Phillip Goldstein, who manages the Bulldog Investors General Partnership and the Opportunity Partners LP hedge funds, sued the SEC in 2004, claiming the commission exceeded its authority earlier that year when it adopted new rules to regulate hedge funds, partly because it changed the definition of the term "client" to count individual investors in a fund, rather than the funds themselves. The goal of the change was to require more hedge funds to register with the commission.

In its ruling on the case, though, a federal appeals court effectively said the SEC used the wrong word in its rule, because clients were distinct from "investors" in that clients actually received investment advice. In his lawsuit, Mr. Goldstein had argued that he gave no advice, and therefore the term "client" was not applicable. The court agreed, prompting the SEC to move to close this loophole.
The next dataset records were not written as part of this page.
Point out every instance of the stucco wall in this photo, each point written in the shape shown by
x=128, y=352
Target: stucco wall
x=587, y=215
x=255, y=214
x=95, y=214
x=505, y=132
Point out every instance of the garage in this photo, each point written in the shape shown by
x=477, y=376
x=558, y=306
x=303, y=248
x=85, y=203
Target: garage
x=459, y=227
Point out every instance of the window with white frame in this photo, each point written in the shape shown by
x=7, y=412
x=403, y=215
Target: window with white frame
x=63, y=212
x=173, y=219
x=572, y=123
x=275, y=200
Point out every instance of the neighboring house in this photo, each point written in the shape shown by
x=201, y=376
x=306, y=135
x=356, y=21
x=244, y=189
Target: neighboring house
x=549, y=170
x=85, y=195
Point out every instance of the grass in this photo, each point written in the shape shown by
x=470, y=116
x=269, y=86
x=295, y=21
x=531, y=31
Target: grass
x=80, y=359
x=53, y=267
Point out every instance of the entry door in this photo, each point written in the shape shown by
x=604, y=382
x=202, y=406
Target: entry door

In its new proposed rule, the SEC substituted the terms "investor" and "prospective investor" for "client." This brings investment advisers to pooled vehicles under the scope of the anti-fraud rule, since making false or misleading statements, or otherwise defrauding investors or prospective investors would constitute fraud, deception or a manipulative act, practice, or course of business, according to the SEC. No advice need be given. The rules would apply to investment advisers for all pooled vehicles, whether they operate under 3(c)(1) or 3(c)(7) exemptions of the Investment Company Act of 1933.

The rule in its original form also proposed a change in the definition of an "accredited investor". That aspect of the proposal received the bulk of the public's attention during the notice period—including one comment from a "J. Cleckner," who expressed concern that it would harm the environment.

The proposed rule, the person said, would prevent current accredited investors with investable assets below the revised thresholds from "paying for capping an oil well that is being shut down in the future. The environment suffers if the well is not capped."

Whether out of a desire to get oil wells capped or otherwise, the form of the rule that the SEC will discuss next week doesn't include any change in the accredited investor standard. It focuses solely on the anti-fraud aspect of the December proposal.

The SEC will consider the slimmed-down form of this proposal at an open meeting Wednesday, July 11, at 10 a.m.